The backlash has been swift, with Devolver Digital threatening to pull their popular Unity-developed game Cult of the Lamb from digital storefronts on January 1, 2024 if the fee is not dropped. As well, a controversial provision would result in platform holders who make the games available via subscription services (such as a Switch Online game trial or more prominently Microsoft's Game Pass) bear the costs; the platform holders have not commented on such an obvious swipe at their subscription revenue.


Ian SaneSeptember 13, 2023

I'm trying to think of how they can get money for games already released.  Like the game is completed and out the door so how does Unity even know how many installs occur to send you a bill?  And for Microsoft's Game Pass, why can't MS just tell them to go f themselves?  "Hi, giant company with more resources than me.  I've decided to retroactively change my pricing structure so that you owe me a bigger cut on something neither of us agreed to ahead of time.  I'm sure you'll immediately comply and not sick your high priced lawyers on me!"

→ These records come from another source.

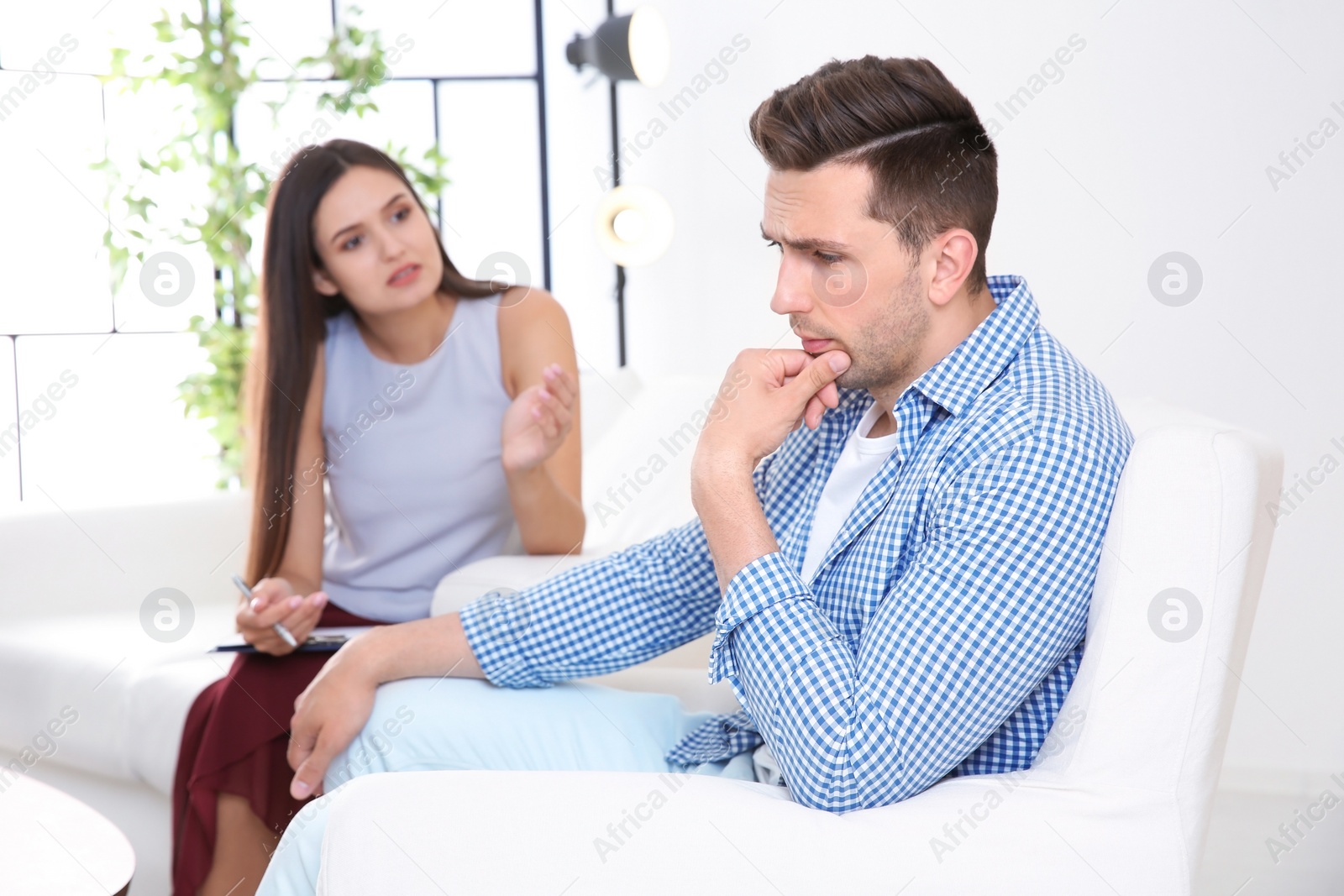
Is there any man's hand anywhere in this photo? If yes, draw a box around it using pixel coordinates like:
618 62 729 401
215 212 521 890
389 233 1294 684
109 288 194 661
692 348 849 477
286 636 378 799
690 349 849 589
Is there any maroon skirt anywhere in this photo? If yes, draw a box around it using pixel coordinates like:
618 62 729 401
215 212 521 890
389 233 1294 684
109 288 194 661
172 603 381 896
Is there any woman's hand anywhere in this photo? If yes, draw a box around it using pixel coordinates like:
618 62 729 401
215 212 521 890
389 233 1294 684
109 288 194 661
234 578 327 657
500 364 580 473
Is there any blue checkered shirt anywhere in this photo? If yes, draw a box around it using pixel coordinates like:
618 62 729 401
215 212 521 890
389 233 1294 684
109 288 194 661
461 275 1133 811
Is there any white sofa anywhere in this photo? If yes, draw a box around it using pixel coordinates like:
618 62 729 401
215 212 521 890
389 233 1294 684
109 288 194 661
0 369 737 896
318 403 1282 896
0 371 1281 896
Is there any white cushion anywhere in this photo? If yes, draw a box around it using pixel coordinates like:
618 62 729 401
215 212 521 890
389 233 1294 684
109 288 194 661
0 605 234 794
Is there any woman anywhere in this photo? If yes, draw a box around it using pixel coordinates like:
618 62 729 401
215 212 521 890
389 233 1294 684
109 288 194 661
173 139 583 896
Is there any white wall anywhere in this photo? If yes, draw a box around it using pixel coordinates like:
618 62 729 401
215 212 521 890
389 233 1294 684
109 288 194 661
546 0 1344 783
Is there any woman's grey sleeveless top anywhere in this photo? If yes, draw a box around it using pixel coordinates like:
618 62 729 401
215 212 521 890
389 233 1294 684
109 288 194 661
323 298 522 622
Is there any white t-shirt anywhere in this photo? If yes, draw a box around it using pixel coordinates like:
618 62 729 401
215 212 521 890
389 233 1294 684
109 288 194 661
751 401 896 784
802 401 896 583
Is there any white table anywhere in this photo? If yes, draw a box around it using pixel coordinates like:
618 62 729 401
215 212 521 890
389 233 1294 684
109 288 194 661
0 770 136 896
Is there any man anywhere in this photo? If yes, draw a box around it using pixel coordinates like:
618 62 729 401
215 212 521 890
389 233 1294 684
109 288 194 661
262 56 1131 892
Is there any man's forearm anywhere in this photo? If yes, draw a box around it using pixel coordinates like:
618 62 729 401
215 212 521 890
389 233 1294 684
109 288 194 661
690 464 780 591
347 612 486 684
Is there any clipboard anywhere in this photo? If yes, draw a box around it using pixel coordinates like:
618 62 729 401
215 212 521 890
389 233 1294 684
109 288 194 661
208 626 374 652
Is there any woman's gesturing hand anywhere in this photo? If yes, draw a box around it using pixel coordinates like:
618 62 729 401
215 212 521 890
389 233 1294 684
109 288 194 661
501 364 580 473
234 578 327 656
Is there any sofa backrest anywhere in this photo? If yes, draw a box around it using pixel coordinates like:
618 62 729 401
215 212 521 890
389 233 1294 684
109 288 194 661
0 491 250 619
1033 401 1282 870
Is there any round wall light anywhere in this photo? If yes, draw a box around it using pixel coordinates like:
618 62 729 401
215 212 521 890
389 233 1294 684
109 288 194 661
596 184 674 267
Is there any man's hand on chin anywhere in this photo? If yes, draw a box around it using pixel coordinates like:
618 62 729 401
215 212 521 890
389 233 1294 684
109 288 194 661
690 348 849 589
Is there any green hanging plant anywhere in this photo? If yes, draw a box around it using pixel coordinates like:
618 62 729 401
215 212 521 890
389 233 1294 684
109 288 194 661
94 0 449 489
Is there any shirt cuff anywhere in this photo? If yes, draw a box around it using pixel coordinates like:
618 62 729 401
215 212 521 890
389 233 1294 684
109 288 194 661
457 589 554 688
710 551 811 684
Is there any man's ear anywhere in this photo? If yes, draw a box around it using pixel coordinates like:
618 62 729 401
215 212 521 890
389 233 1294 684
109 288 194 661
313 267 340 296
929 227 979 305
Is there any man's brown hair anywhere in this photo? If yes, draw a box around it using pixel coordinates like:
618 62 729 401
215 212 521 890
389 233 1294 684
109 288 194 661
750 55 999 293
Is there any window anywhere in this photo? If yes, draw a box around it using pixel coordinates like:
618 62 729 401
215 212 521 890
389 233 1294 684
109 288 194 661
0 0 549 508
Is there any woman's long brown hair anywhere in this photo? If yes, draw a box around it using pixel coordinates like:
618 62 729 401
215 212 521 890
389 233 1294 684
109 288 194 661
242 139 500 587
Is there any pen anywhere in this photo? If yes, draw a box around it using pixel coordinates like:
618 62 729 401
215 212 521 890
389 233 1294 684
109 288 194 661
234 575 298 647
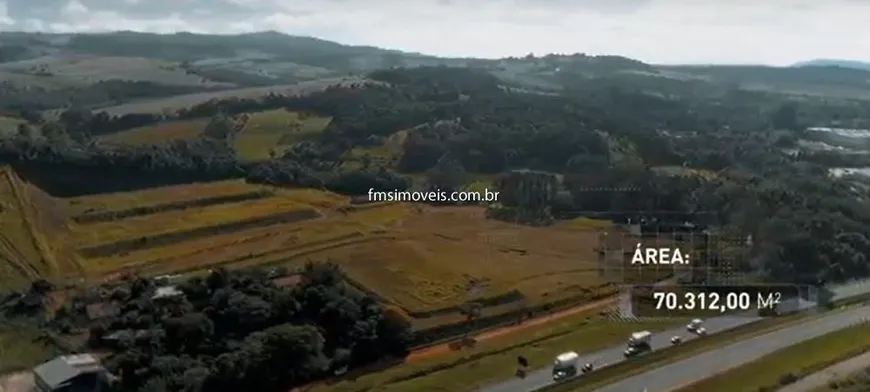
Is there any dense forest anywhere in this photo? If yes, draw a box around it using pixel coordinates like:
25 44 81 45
31 264 413 392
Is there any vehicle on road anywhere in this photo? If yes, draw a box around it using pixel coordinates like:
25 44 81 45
553 351 580 381
623 331 652 358
686 319 704 332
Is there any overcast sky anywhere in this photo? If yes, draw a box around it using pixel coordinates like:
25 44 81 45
0 0 870 65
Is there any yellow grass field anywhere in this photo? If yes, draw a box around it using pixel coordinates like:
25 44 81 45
233 109 330 161
47 181 607 312
0 167 49 289
0 171 676 334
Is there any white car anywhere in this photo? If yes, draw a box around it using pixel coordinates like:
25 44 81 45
686 319 704 332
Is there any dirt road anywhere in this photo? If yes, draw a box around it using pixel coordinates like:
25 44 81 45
0 372 34 392
405 297 618 362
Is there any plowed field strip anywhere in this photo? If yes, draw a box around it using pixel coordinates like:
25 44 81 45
79 209 321 258
73 190 274 224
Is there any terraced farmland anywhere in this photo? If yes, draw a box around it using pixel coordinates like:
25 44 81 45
0 167 80 289
3 170 688 328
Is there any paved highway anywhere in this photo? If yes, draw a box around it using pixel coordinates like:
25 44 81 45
479 302 815 392
480 316 760 392
479 279 870 392
597 306 870 392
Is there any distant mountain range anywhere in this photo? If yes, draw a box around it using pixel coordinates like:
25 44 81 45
0 30 870 109
792 59 870 71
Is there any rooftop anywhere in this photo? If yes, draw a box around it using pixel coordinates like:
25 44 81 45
33 354 104 388
151 286 184 299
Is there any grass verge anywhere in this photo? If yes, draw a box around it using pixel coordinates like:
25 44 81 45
0 328 52 374
541 313 819 392
305 313 685 392
679 323 870 392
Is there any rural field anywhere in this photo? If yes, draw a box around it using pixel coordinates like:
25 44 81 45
0 170 628 327
0 55 234 88
95 76 368 116
0 163 696 329
100 109 330 161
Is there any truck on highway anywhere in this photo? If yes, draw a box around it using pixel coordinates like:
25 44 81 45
686 319 704 332
623 331 652 357
553 351 580 381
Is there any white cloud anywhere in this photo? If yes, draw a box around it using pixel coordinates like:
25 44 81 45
0 1 15 26
0 0 870 64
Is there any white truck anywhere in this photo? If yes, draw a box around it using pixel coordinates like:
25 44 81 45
623 331 652 357
686 319 704 332
553 351 580 381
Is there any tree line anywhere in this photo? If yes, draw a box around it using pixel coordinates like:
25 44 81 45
52 263 413 392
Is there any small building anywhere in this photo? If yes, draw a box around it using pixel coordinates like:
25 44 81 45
33 354 109 392
151 286 184 300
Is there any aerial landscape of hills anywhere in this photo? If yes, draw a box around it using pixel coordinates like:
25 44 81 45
0 32 870 392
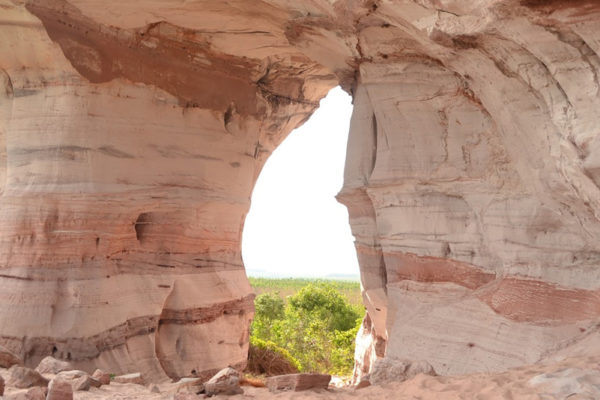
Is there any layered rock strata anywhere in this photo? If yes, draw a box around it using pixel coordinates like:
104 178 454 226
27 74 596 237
0 1 335 380
0 0 600 380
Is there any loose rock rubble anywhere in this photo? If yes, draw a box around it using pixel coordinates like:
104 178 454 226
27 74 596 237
114 372 144 385
0 346 23 368
46 377 73 400
6 365 49 389
35 356 73 374
204 367 244 396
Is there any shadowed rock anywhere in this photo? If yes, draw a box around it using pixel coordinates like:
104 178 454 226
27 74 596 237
35 356 73 374
6 365 49 389
204 367 244 396
267 374 331 392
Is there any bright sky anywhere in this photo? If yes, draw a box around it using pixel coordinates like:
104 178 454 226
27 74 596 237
242 87 359 277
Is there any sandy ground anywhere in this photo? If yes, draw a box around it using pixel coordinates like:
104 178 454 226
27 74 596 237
1 356 600 400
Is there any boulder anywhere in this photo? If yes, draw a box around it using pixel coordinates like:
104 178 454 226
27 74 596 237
6 365 48 389
0 346 23 368
92 369 110 385
35 356 73 374
267 374 331 392
4 386 47 400
204 367 244 396
369 358 437 385
114 372 144 385
46 376 73 400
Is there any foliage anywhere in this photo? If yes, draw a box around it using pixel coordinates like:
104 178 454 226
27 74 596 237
247 337 300 376
251 281 364 375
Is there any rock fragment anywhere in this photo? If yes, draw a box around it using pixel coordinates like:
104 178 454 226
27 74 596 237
46 377 73 400
35 356 73 374
92 369 110 385
173 392 201 400
115 372 144 385
57 370 102 392
4 387 47 400
204 367 244 396
6 365 48 389
267 374 331 392
175 378 204 394
0 346 23 368
369 358 437 385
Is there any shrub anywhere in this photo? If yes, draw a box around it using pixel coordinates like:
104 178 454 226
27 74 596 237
251 282 364 375
246 337 300 376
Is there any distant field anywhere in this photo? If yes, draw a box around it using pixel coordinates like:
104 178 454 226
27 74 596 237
248 277 363 305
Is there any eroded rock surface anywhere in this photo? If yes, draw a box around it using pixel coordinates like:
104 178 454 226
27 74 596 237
0 0 600 380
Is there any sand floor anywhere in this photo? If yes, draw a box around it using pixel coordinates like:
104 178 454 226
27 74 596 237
1 356 600 400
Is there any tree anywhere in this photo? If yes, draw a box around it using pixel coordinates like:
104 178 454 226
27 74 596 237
252 283 364 375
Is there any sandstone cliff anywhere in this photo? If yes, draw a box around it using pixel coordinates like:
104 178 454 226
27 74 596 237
0 0 600 379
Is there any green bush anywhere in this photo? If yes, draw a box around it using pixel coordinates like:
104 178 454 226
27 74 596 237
247 337 300 376
251 282 364 375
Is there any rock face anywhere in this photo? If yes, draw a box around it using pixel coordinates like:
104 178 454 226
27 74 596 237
6 365 49 389
267 374 331 392
35 356 73 374
46 378 73 400
204 367 244 396
0 0 600 380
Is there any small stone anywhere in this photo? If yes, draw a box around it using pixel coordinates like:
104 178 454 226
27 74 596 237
150 385 160 393
92 369 110 385
4 387 47 400
6 365 48 389
0 346 23 368
115 372 144 385
46 377 73 400
354 378 371 390
267 374 331 392
35 356 73 374
175 378 204 394
56 370 102 392
173 392 201 400
369 358 436 385
69 375 95 392
204 367 244 396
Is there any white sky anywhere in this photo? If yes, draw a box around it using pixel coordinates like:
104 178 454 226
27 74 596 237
242 87 359 277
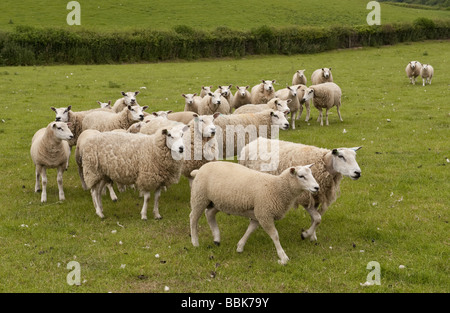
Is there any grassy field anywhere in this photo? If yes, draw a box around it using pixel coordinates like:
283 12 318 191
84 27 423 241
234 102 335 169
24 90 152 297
0 0 450 31
0 41 450 292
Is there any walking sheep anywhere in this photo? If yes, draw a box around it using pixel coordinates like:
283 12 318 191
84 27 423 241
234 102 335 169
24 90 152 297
420 64 434 87
302 83 343 126
83 125 188 220
239 138 361 241
30 122 73 202
405 61 422 85
189 162 319 264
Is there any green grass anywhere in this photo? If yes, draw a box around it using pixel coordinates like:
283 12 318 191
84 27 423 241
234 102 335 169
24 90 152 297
0 41 450 292
0 0 450 31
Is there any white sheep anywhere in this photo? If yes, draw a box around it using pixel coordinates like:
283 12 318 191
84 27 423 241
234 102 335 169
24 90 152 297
181 93 202 113
405 61 422 85
82 125 188 220
420 64 434 87
30 122 73 202
82 105 148 132
239 138 361 241
292 70 307 85
233 98 292 114
189 162 319 264
198 92 231 115
312 67 333 85
214 110 289 159
275 85 300 129
302 83 343 126
250 79 275 104
112 91 139 113
230 85 252 109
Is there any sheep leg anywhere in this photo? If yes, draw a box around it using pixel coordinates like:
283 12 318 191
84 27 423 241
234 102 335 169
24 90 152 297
260 220 289 265
205 208 220 246
236 219 259 252
56 166 66 201
302 205 322 241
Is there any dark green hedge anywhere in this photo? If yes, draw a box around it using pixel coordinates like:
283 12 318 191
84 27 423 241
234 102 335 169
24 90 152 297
0 18 450 65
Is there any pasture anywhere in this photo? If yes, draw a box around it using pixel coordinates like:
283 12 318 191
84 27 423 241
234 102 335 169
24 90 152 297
0 39 450 293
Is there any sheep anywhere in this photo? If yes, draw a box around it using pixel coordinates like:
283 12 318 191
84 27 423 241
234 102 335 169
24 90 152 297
250 79 275 104
405 61 422 85
230 85 252 109
214 110 289 159
292 70 307 85
275 86 300 129
233 98 292 114
302 83 343 126
420 64 434 87
198 92 231 115
112 91 139 113
30 122 73 202
181 93 202 113
82 125 188 220
239 138 361 241
312 67 333 85
82 105 148 132
189 161 319 264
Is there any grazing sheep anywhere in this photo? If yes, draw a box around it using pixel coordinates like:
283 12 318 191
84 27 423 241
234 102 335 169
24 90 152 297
214 110 289 159
82 105 148 132
312 67 333 85
239 138 361 241
112 91 139 113
233 98 292 114
405 61 422 85
292 70 307 85
189 162 319 264
83 125 188 220
302 83 343 126
250 79 275 104
230 86 252 109
420 64 434 87
198 92 231 115
181 93 202 113
275 85 300 129
30 122 73 202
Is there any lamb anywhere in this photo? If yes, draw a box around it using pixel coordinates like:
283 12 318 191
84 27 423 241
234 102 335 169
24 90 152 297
405 61 422 85
82 105 148 132
275 86 300 129
181 93 202 113
233 98 292 114
30 122 73 202
198 92 231 115
82 126 188 220
292 70 307 85
239 138 361 241
230 86 252 109
250 79 275 104
189 162 319 264
302 83 343 126
112 91 139 113
420 64 434 87
214 110 289 159
312 67 333 85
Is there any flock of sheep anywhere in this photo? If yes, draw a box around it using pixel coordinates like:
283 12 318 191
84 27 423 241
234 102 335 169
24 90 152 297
31 67 366 264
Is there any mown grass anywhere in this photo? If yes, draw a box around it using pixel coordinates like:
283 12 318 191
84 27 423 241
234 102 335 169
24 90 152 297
0 0 450 31
0 41 450 292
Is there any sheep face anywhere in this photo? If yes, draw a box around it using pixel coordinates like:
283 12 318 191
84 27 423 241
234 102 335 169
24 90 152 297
270 111 289 130
128 105 148 121
50 105 72 123
52 122 73 140
289 164 320 192
331 147 362 180
122 91 139 105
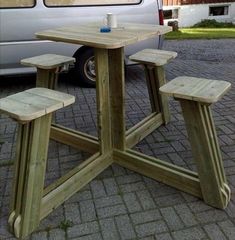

I would assume that the end result here is that no one uses Unity anymore and Unity's attempts to get money for software developed in the past gets soundly defeated in court.  Maybe if they just targeted small indies they could get away with it but it is stupid to try to squeeze Nintendo or MS.  Big companies have the resources to sue and will do so.  I just don't see how this doesn't outright kill Unity.

Luigi DudeSeptember 13, 2023

I'm pretty sure this has to be illegal asking for money for games that are already released.  That's like a landlord raising your rent and then saying you owe them for previous months as well now, even though you paid those previous months at what the price at that time was.

Almost makes you wonder if John Riccitello is secretly working for some vulture capital firm that wants him to intentionally tank the company so they can swoop in and buy up all of Unity's assets for cheap.